Question

Let $S$ be a locally noetherian scheme, $Y$ a locally noetherien $S$-scheme and $X$ an abelian scheme over $S$. It is known that the map between groups $Hom(Y,X) \to Hom(Pic(X/S),Pic(Y/S)), f \mapsto f^*$ is quadratic, i.e. we have

$(f+g+h)^* - (f + g)^* - (f + h)^* - (h + h)^* + f^* + g^* + h^* = 0$.

However, $f \mapsto f^*$ is not linear. Is there an easy example for $(f+g)^* \neq f^* + g^*$?

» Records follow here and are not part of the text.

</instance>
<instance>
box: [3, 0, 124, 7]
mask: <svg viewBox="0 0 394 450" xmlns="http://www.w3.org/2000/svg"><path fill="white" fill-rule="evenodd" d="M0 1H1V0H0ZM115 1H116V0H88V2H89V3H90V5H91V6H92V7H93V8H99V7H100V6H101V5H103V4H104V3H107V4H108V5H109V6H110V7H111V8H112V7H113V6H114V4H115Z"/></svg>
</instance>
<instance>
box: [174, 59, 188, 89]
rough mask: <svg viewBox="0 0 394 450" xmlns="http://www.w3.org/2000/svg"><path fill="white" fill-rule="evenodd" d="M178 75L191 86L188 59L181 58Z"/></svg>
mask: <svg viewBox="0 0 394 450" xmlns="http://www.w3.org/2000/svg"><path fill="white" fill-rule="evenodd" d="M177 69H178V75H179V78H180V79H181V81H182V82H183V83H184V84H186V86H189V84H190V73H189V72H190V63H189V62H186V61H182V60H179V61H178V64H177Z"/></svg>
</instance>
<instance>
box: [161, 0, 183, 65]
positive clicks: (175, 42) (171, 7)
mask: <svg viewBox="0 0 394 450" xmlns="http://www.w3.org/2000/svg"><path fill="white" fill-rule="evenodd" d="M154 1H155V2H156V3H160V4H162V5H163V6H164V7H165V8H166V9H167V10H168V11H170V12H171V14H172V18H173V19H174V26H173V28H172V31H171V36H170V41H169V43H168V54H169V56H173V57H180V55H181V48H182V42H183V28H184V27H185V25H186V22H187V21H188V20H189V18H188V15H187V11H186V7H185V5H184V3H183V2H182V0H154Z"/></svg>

This is related to the order of the functor $X \mapsto Pic(X/S)$. The above inequality would include a nontrivial line bundle on $X \times_S X$, which is trivial on the both closed subschemes $X \times 0, 0 \times X$. I'm also interested in an easy example for this phenomenon.

Answer 1

Let $E$ be an elliptic curve; take $f = g = \mathrm{id}_E$. Then $f+g$ is multiplication by $2$, and has degree $4$; hence if $L$ is an invertible sheaf on $E$, the sheaf $(f+g)^*L$ has degree $4 \deg L$, while $f^*L \otimes g^*L = L^{\otimes 2}$ has degree $2\deg L$.